Ix71 inverted microscope

To prevent non-specific protein binding, frozen tissue sections were incubated with 5% normal goat serum (Cat No. 005-000-121, Jackson ImmunoResearch Laboratories, Inc., West Grove, PA, USA) in PBS (pH 7.4) containing 0.05% Triton X-100 (T-PBS) for 1 hour at room temperature. After blocking, sections were incubated with primary antibodies (CD31, CD45, CD11b, Mac3, and VEC diluted at 1:10 in T-PBS; CD31 (SL-4), YAP, and GLUT-1, diluted at 1:200; Survivin, diluted at 1:400; Ki67, diluted at 1:500; and phospho-YAP, diluted at 1:2000 over night at 4°C and further with secondary antibodies [Alexa Fluor 488 or 594-conjugated goat anti-rabbit IgG (H+L) or anti-rat IgG (H+L) (Life Technologies)], diluted at 1:100 in T-PBS for 2 hours at room temperature. Following three PBS washes slides were coverslipped with Dako Fluorescence Mounting Medium (Cat No. S3023, DAKO). Digital fluorescence images and phase-contrast microscopic photos were captured on an Olympus IX71 inverted microscope equipped with a MicroFire^™ camera and PictureFrame^™ 1.0 software for Macintosh (OPTRONICS, Goleta, CA, USA) and Photoshop CS2 software (Adobe, San Jose, CA, USA) on a Windows 7 computer.

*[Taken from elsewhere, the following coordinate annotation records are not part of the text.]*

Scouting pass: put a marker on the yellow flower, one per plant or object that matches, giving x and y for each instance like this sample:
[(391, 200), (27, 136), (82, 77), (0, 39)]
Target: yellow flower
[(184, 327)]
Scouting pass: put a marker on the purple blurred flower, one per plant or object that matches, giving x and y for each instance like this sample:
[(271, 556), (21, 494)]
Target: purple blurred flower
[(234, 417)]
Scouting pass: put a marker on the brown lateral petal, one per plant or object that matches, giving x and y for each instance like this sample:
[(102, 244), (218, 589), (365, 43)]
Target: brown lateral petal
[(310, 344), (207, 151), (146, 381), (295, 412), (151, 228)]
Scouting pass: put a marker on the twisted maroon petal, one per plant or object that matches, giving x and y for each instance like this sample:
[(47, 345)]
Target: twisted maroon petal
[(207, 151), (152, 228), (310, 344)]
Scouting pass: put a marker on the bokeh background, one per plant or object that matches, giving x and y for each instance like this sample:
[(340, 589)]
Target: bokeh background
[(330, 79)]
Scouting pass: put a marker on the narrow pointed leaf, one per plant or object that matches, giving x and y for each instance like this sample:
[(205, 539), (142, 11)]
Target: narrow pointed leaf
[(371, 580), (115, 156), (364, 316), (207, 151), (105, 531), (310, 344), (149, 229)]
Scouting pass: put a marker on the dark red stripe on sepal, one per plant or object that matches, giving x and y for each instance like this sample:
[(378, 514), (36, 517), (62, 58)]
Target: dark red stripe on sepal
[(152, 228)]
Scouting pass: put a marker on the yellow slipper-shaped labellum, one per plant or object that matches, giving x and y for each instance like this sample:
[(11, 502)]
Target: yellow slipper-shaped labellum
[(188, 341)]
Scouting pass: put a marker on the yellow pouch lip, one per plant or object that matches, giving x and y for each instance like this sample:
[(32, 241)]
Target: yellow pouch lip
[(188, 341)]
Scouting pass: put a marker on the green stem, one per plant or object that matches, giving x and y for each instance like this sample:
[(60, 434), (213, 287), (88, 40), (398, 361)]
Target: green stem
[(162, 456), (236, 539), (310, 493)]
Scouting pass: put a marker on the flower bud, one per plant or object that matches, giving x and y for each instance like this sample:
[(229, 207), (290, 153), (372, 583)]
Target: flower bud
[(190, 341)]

Immunohistochemistry was performed using the Dako EnVision^™ + Dual Link System-HRP (DAKO). For antigen-retrieval, sections were heated in citric acid buffer (pH 6.0) at 100°C for 10 min using Lab Vision PT Module (Thermo Fisher Scientific Inc.). The sections were treated with 0.3% hydrogen peroxide in methanol for 30 min at room temperature to block endogenous peroxidase activity and incubated with 5% normal goat serum in T-PBS for 1 hour at room temperature to block non-specific protein binding sites. They were then incubated at 4°C with the primary antibodies diluted at 1:40 (anti-human CD31), 1:50 (anti-Ajuba and CD45), 1:200 (anti-YAP), 1:400 (anti-Survivin), 1:2 (anti-GLUT1) and 1:16 (anti-CD68) in T-PBS. After overnight incubation, the sections were incubated with EnVision reagents for 1 hour at room temperature and treated with Dako Liquid DAB+ Substrate Chromogen System (Cat No. K3468, DAKO) to visualize the reaction products. Sections were counterstained with Dako Mayer’s Hematoxylin (Lillie’s Modification) Histological Staining Reagent (DAKO). Digital immunohistochemical images were captured on an Olympus IX71 inverted microscope equipped with a MicroFire^™ camera and PictureFrame^™ 1.0 software for Macintosh (OPTRONICS) and Photoshop CS2 software (Adobe) on a Windows 7 computer.